アイズは既に関係ない話と割り切ってアキの横を通ってホームの中へと歩き出していた。
「アゼル・バーナムという少年です」
時間が止まったかのような感覚にアイズは陥る。その名前を自分以外の口から聞くことはないと思っていたが、今確かにアキはその名前を口にした。
「今、なんてッ」
「へ?」
「アゼルが、来たの?」
「は、はい、来ましたけど。アイズ、さんの知り合いですか?」
有無を言わせない凄みのある雰囲気を出す少女にアキはたじろいだ。思わず敬語を使ってしまうほどだ。

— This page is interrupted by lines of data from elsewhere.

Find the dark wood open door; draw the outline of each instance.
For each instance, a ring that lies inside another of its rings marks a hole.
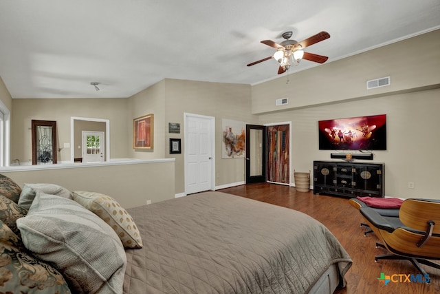
[[[246,184],[266,181],[266,127],[246,125]]]

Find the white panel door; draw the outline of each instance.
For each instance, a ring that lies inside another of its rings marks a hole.
[[[214,118],[186,114],[185,193],[213,189]]]
[[[104,161],[104,132],[82,131],[82,162]]]

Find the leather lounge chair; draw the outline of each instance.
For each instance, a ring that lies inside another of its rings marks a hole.
[[[368,205],[365,202],[360,200],[357,198],[350,198],[349,203],[358,210],[360,210],[362,207],[368,207]],[[375,211],[377,213],[382,216],[384,218],[388,220],[388,222],[393,223],[395,226],[402,225],[402,222],[399,220],[399,209],[383,209],[383,208],[371,208]],[[365,222],[360,223],[361,227],[365,227],[365,231],[364,232],[364,236],[366,237],[366,234],[373,233],[373,230]]]
[[[376,255],[379,260],[406,260],[424,275],[420,264],[440,269],[440,200],[407,199],[399,213],[401,225],[396,225],[375,209],[363,207],[360,211],[366,224],[381,243],[376,247],[387,249],[390,254]]]

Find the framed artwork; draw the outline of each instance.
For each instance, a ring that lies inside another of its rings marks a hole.
[[[223,118],[221,124],[221,158],[244,158],[246,154],[246,123]]]
[[[133,147],[152,149],[153,141],[154,115],[147,114],[133,120]]]
[[[168,123],[168,133],[180,134],[180,124],[177,123]]]
[[[170,139],[170,154],[179,154],[182,153],[180,139]]]

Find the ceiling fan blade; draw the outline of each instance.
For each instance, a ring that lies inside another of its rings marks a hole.
[[[261,41],[261,43],[277,50],[279,48],[284,48],[284,46],[282,46],[280,44],[277,44],[272,40],[263,40]]]
[[[316,34],[314,36],[311,36],[310,38],[307,38],[305,40],[301,41],[298,44],[296,44],[295,47],[298,47],[298,45],[300,45],[302,47],[302,49],[304,49],[306,47],[309,47],[310,45],[317,43],[318,42],[320,42],[321,41],[324,41],[326,39],[329,39],[329,38],[330,38],[330,34],[329,34],[327,32],[322,31],[321,32]]]
[[[313,53],[304,52],[302,59],[317,62],[318,63],[324,63],[327,61],[327,59],[329,59],[329,57],[323,56],[322,55],[314,54]]]
[[[273,57],[274,57],[274,56],[269,56],[269,57],[266,57],[265,59],[261,59],[261,60],[258,60],[258,61],[254,61],[254,62],[253,62],[253,63],[249,63],[249,64],[248,65],[248,66],[252,66],[252,65],[256,65],[256,64],[257,64],[257,63],[261,63],[261,62],[265,61],[267,61],[267,60],[269,60],[269,59],[272,59]]]
[[[278,68],[278,74],[281,74],[283,72],[285,72],[286,69],[283,67],[281,65]]]

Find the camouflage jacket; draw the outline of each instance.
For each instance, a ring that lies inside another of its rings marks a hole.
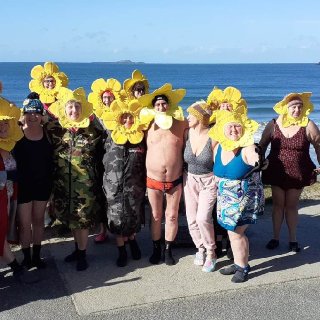
[[[77,131],[47,124],[54,148],[54,209],[57,218],[71,229],[86,229],[100,210],[102,132],[94,124]]]
[[[105,141],[103,188],[107,198],[108,227],[112,233],[130,236],[144,220],[146,145],[118,145],[110,135]]]

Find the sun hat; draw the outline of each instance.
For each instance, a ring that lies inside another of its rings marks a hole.
[[[197,101],[193,103],[187,112],[192,114],[198,121],[203,125],[207,126],[210,123],[210,117],[212,115],[212,110],[205,101]]]

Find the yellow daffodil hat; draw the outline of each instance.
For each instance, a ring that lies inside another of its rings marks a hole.
[[[117,144],[130,142],[137,144],[142,141],[144,130],[148,129],[148,124],[141,123],[139,119],[142,105],[137,99],[131,101],[114,100],[109,108],[109,112],[102,114],[102,121],[105,127],[112,131],[111,138]],[[121,117],[124,114],[130,114],[133,117],[133,124],[126,128],[121,124]]]
[[[238,123],[242,126],[242,136],[239,140],[234,141],[226,137],[225,126],[229,123]],[[216,113],[216,124],[209,130],[208,135],[218,141],[223,150],[232,151],[254,144],[254,133],[258,127],[258,122],[248,119],[245,114],[219,110]]]
[[[142,82],[145,87],[145,93],[149,93],[149,81],[139,70],[134,70],[132,72],[131,78],[126,79],[123,82],[123,91],[121,92],[123,99],[135,99],[132,95],[131,89],[137,83]]]
[[[311,92],[289,93],[273,107],[276,113],[282,115],[282,125],[284,127],[289,127],[293,124],[300,127],[307,126],[309,122],[308,115],[313,111],[313,104],[310,101],[311,95]],[[301,115],[298,118],[291,117],[288,114],[288,105],[295,99],[299,99],[303,103]]]
[[[224,90],[214,87],[207,98],[207,104],[212,110],[210,122],[214,122],[216,111],[219,110],[221,103],[230,103],[232,112],[247,114],[247,103],[241,97],[241,92],[235,87],[227,87]]]
[[[58,118],[63,128],[87,128],[90,124],[89,117],[93,113],[92,103],[86,99],[86,92],[82,87],[72,91],[68,88],[61,88],[57,95],[57,101],[49,107],[49,112]],[[70,100],[81,103],[81,116],[77,121],[72,121],[66,116],[66,103]]]
[[[20,109],[10,101],[0,97],[0,121],[9,121],[9,133],[7,138],[0,138],[0,149],[11,151],[16,142],[23,137],[23,132],[18,125],[21,116]]]
[[[64,72],[53,62],[46,62],[43,66],[36,65],[31,70],[32,80],[29,82],[30,91],[37,92],[42,103],[50,104],[55,102],[60,88],[67,87],[69,79]],[[55,87],[47,89],[43,86],[43,80],[51,76],[55,79]]]
[[[156,96],[164,95],[168,98],[169,108],[166,112],[158,112],[154,110],[152,105],[152,100]],[[161,88],[153,91],[152,93],[145,94],[140,97],[138,101],[145,106],[140,112],[140,120],[143,123],[150,123],[152,120],[161,128],[161,129],[170,129],[173,123],[172,118],[183,121],[184,115],[183,110],[178,103],[186,95],[185,89],[172,89],[170,83],[164,84]]]
[[[93,112],[98,117],[101,118],[102,113],[109,108],[103,104],[102,95],[106,91],[110,91],[115,99],[120,98],[121,83],[113,78],[110,79],[97,79],[93,81],[91,85],[92,92],[88,95],[88,101],[93,105]]]

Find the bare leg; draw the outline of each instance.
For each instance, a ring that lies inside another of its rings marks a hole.
[[[248,225],[237,227],[235,231],[228,231],[234,263],[242,268],[248,265],[249,241],[245,235]]]
[[[281,225],[284,219],[286,194],[283,189],[272,186],[272,224],[273,238],[279,240]]]
[[[289,241],[297,241],[298,204],[302,189],[289,189],[286,191],[285,217],[289,231]]]
[[[161,239],[161,220],[163,215],[163,192],[148,188],[148,199],[151,205],[151,237],[152,240]]]
[[[18,205],[20,242],[23,249],[31,244],[32,201]]]

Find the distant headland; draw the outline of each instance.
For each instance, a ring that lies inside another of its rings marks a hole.
[[[114,62],[91,62],[91,63],[105,63],[105,64],[145,64],[145,62],[135,62],[131,60],[119,60]]]

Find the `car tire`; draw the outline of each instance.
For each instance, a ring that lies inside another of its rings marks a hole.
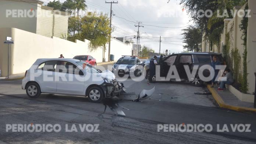
[[[147,72],[146,74],[146,76],[145,76],[145,78],[146,79],[147,79],[148,80],[149,79],[149,74],[150,73],[149,73],[149,71],[148,71]]]
[[[88,90],[87,97],[90,102],[99,103],[104,97],[102,90],[98,87],[93,87]]]
[[[40,87],[36,83],[30,83],[26,87],[26,92],[29,98],[36,98],[41,94]]]
[[[152,83],[156,82],[156,75],[154,75],[152,77],[150,77],[150,71],[149,71],[147,72],[147,79],[149,81],[149,82]]]
[[[191,84],[194,86],[196,87],[201,87],[203,84],[203,81],[201,80],[199,78],[198,75],[197,75],[197,76],[195,77],[195,78],[194,80],[191,82]]]

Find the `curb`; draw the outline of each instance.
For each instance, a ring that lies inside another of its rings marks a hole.
[[[104,64],[111,64],[114,63],[114,61],[111,61],[110,62],[103,62],[102,63],[100,63],[99,64],[97,64],[97,65],[103,65]]]
[[[3,80],[20,80],[21,79],[23,79],[24,77],[24,76],[22,76],[22,77],[16,77],[16,78],[14,78],[13,79],[2,79]]]
[[[235,110],[238,111],[256,113],[256,109],[232,106],[225,103],[224,101],[223,101],[222,98],[221,98],[221,97],[218,94],[217,91],[216,91],[214,88],[211,87],[211,86],[210,84],[207,85],[207,88],[211,92],[211,94],[213,96],[213,98],[214,98],[216,102],[217,102],[217,103],[218,103],[220,107]]]

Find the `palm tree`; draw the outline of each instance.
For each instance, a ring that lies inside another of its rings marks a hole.
[[[79,17],[79,10],[82,10],[84,11],[87,7],[87,5],[85,4],[85,0],[74,0],[75,3],[75,8],[77,10],[77,17]]]
[[[79,17],[79,11],[82,10],[84,11],[87,7],[85,4],[85,0],[67,0],[63,3],[63,6],[66,8],[69,12],[71,12],[72,10],[77,10],[77,17]]]

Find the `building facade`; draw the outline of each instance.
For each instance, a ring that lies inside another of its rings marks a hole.
[[[16,28],[49,37],[67,35],[68,13],[43,5],[40,0],[23,1],[0,0],[0,28]]]
[[[248,0],[248,3],[243,6],[235,7],[234,10],[238,12],[239,10],[241,11],[245,11],[247,4],[248,10],[250,10],[249,13],[246,14],[248,17],[246,46],[245,48],[247,50],[246,61],[248,73],[248,93],[253,94],[255,90],[255,76],[254,73],[256,72],[256,65],[255,64],[256,63],[256,29],[255,27],[256,23],[256,1]],[[243,45],[243,33],[239,27],[242,23],[243,18],[238,16],[237,15],[237,14],[236,16],[233,18],[224,20],[224,26],[221,36],[220,48],[214,45],[211,49],[210,42],[205,38],[204,34],[203,34],[202,39],[202,52],[220,52],[223,53],[223,56],[226,55],[227,57],[231,58],[227,58],[229,61],[227,62],[230,64],[231,64],[233,69],[235,68],[236,65],[238,65],[239,67],[237,69],[238,69],[238,73],[241,75],[241,73],[242,74],[243,67],[246,66],[245,66],[243,63],[245,48]],[[225,52],[225,50],[227,51]]]

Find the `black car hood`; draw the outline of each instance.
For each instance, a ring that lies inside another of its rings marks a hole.
[[[118,69],[129,69],[134,65],[134,64],[114,64],[114,67]]]

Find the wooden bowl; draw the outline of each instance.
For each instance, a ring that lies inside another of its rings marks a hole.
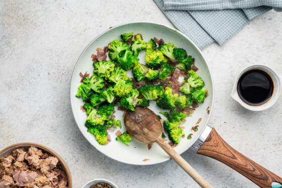
[[[59,161],[61,164],[62,170],[65,173],[66,176],[67,176],[68,181],[68,187],[72,188],[73,180],[72,179],[72,175],[70,175],[70,171],[69,170],[69,169],[68,169],[66,163],[64,161],[62,158],[60,157],[60,156],[58,155],[56,152],[46,146],[43,146],[41,144],[31,143],[29,142],[14,144],[12,146],[7,147],[2,151],[0,151],[0,158],[9,156],[11,155],[12,152],[16,149],[19,148],[24,148],[25,149],[27,149],[30,148],[31,146],[35,146],[37,148],[41,149],[43,152],[52,154],[58,159]]]

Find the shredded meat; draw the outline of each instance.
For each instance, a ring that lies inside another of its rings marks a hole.
[[[67,177],[61,169],[58,159],[41,149],[18,148],[0,159],[0,188],[67,188]]]

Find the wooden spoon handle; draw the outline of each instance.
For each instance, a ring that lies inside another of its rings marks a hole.
[[[178,154],[161,137],[156,141],[157,143],[172,158],[187,174],[202,187],[212,187],[200,174]]]
[[[282,184],[281,177],[232,148],[214,128],[197,153],[223,162],[261,187],[271,187],[272,182]]]

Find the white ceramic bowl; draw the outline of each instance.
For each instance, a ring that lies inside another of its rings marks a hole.
[[[90,188],[92,185],[94,185],[98,183],[107,183],[109,184],[113,188],[118,188],[114,183],[105,179],[95,179],[88,181],[85,184],[82,188]]]
[[[189,148],[197,140],[208,121],[213,109],[214,86],[209,69],[200,49],[192,41],[177,30],[157,23],[133,22],[113,27],[98,36],[86,47],[78,60],[73,73],[70,87],[72,109],[78,127],[83,136],[90,143],[102,153],[113,159],[127,164],[141,165],[157,164],[170,159],[169,156],[157,144],[153,144],[149,151],[147,145],[132,139],[130,145],[127,146],[115,140],[115,130],[114,133],[109,133],[112,141],[109,144],[106,146],[99,145],[93,135],[87,132],[87,128],[84,125],[87,116],[86,113],[80,109],[81,106],[83,105],[84,103],[81,98],[76,97],[78,87],[81,84],[80,73],[81,72],[84,74],[87,71],[92,74],[93,71],[91,54],[96,53],[96,48],[99,47],[103,48],[113,40],[121,40],[121,34],[131,32],[133,32],[134,34],[141,33],[146,41],[149,41],[154,37],[158,39],[162,38],[166,43],[171,42],[178,48],[185,49],[188,54],[195,58],[195,65],[199,68],[197,73],[204,81],[205,87],[208,90],[209,96],[205,98],[203,103],[199,104],[193,115],[187,118],[184,124],[186,128],[184,130],[186,137],[174,149],[177,153],[181,154]],[[138,58],[141,64],[145,64],[145,56],[144,51],[139,53]],[[108,57],[108,59],[109,59]],[[127,75],[133,77],[131,71],[127,72]],[[115,106],[115,108],[116,110],[117,107]],[[149,108],[157,114],[159,114],[160,111],[166,111],[159,108],[154,101],[150,101]],[[209,110],[209,113],[207,113],[207,108]],[[126,131],[122,118],[123,114],[123,112],[119,110],[114,114],[116,119],[121,120],[122,128],[120,131],[122,133]],[[163,115],[161,116],[165,118]],[[195,132],[191,130],[191,128],[196,125],[199,118],[202,118],[201,121],[197,124],[199,126],[198,130]],[[187,136],[191,133],[193,134],[193,138],[190,140],[187,139]],[[166,133],[165,133],[165,134]]]

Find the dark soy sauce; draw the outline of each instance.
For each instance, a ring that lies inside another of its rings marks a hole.
[[[270,98],[273,88],[273,81],[267,73],[253,69],[240,78],[237,91],[244,102],[252,106],[259,106]]]

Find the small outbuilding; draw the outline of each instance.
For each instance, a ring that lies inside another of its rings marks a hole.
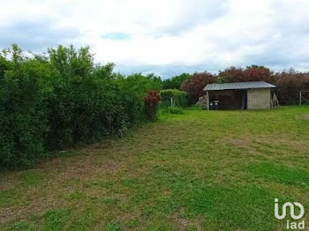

自分があの時見た後ろ姿はやはりアゼルだったのだと、アイズは確信した。アキの問に答えることなく、フィンに向き直った。
「フィン」
「何だい、アイズ」
「試験は私にやらせて、ください」
アイズの真剣な眼差しを受けて、フィンは頭を縦に振った。止まっていた時が動き始める、満たされぬ渇きを潤す雨が降る。強さを求めた剣と、極みを目指した剣、再び交わるその時をアイズは待ちわびていた。